A partir de là, les risques de confusion entre deux médicaments sont nombreux pour le pharmacien, mais aussi pour le malade. « Ces erreurs qui sont possibles peuvent être dramatiques pour la santé des patients », concluait Claude Le Pen.  

Ecoutez Claude Le Pen : « Il y a risque de confusion car le conditionnement du médicament à l'unité ne fait pas la différence pour le patient. Le risque est le même pour le pharmacien. C'est pour ça qu'en France, on y a toujours renoncé...» (entretien réalisé le 26/09/13)

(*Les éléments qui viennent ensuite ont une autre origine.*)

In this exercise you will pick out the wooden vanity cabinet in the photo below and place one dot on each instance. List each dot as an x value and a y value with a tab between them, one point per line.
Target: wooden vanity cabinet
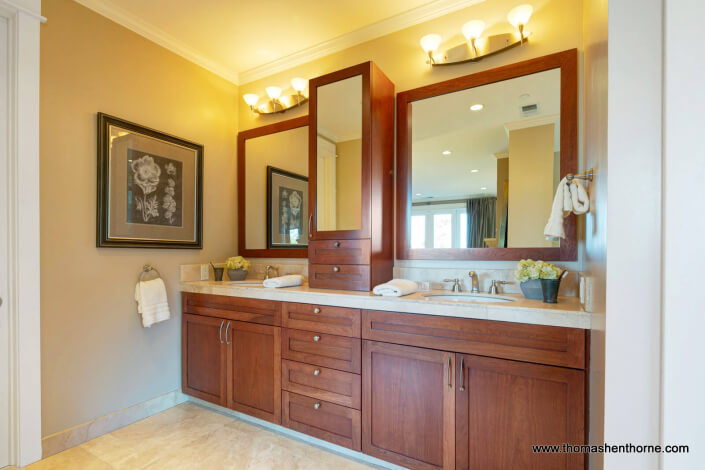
353	255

Un médicament sur deux n'est pas consommé
Pourtant, du côté des personnes favorables à la vente des médicaments à l'unité, on ressort toujours l'argument du rapport de l’Inspection Générale des Affaires Sociales 2005, qui montrait du doigt la dispensation du médicament en boîte. « Contrairement à d’autres pays, le France a choisi, pour des raisons sanitaires, que la délivrance du médicament ne soit pas limitée au nombre de comprimés prescrits et la taille des conditionnements est co-déterminée par l’administration et les industriels du médicament, expliquaient les auteurs. Et, compte tenu des mesures de tiers payant et de dispense d’avance des frais, le consommateur ignore souvent le montant de sa dépense. Ces divers phénomènes mis bout à bout, on peut estimer que près d’un médicament remboursé sur deux n’est pas pris. » Un gaspillage qui évidemment coûte cher à la collectivité puisque certains de ces médicaments sont remboursés par l’assurance maladie.
Enfin, de son côté, l’Agence du médicament estimait en 2007 qu’ « il serait souhaitable, dans la mesure du possible, d’évoluer vers un conditionnement unitaire pour toute spécialité pharmaceutique. » Pour l’Agence, cette mesure permettrait «  de limiter les erreurs médicamenteuses en contribuant à maintenir l’efficacité du traitement et de prévenir un risque toxique évitable. Les conditionnements unitaires présentent aussi de l’intérêt en termes d’économie de santé. » Mais, les arguments de l’Afssaps (ex ANSM) ne valaient que pour les établissements de santé. Or, Marisol Touraine va expérimenter prochainement le conditionnement unitaire en ville.